Showers will be heaviest in the northeastern, eastern and southern provinces, deputy director-general Songkran Aksorn told FM100.5 radio on Saturday.

He added that beachgoers should exercise caution and visitors planning to travel by boat from the mainland to islands off the Andaman coast should closely monitor the weather forecast.

Andaman coastal provinces from Ranong to Phangnga, Phuket, Krabi and Trang are braced for downpours until Sunday with high tides rising to at least two metres, the agency reported.

Rain covered more than half of the country including Bangkok on Friday. One of the worst-hit areas was Nakhon Phanom, where a four-hour downpour flooded some roads in the provincial town up to 50 centimetres.

Phannga, Surat Thani, Ratchaburi, Chanthaburi, Tak and Bangkok were among the provinces hit hardest by heavy rain since Thursday, according to the department.

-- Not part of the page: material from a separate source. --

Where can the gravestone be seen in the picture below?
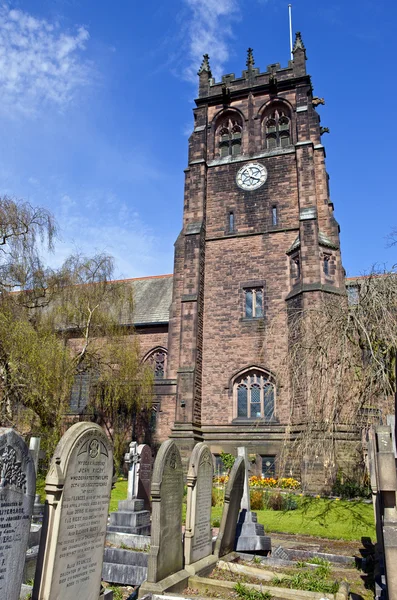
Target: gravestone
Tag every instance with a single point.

In Nakhon Ratchasima, the rain was believed to have been a factor in the death of a man at a workers' camp. Mitchai Wongkul, 42, was found dead in a tent on Saturday, covered by plastic sheets.

Pol Capt Anuwat Rattanajeena, an investigator at the Pho Klang police station in Muang district, said it appeared the man had died of suffocation as a preliminary examination showed no signs of violence.

Assanai Wongkul, his grandson who first alerted police about the death, said Mitchai had been using plastic sheets to protect the tent from the downpour before he left to go to his makeshift sleeping quarters nearby.

Heavy rain was a blessing for the people of Wang Thong district in Phetchabun as the increasing water level of the Khek River prompted residents to start making makeshift rafts with expectations that tourists will start to arrive soon for rafting trips.

Pongsak Palatyos, the Moo 1 village chief, said the rafting season was expected to get under way in earnest over the next two weeks.

Despite the heavy rain, water levels in major reservoirs remained low, at an average of 44% of their capacity, according to data the Hydro and Agro Informatics Institute.

Only the reservoirs at the Ratchapraba dam in Surat Thani and Srinagarind dam in Kanchanaburi were filled above half their capacity, it added.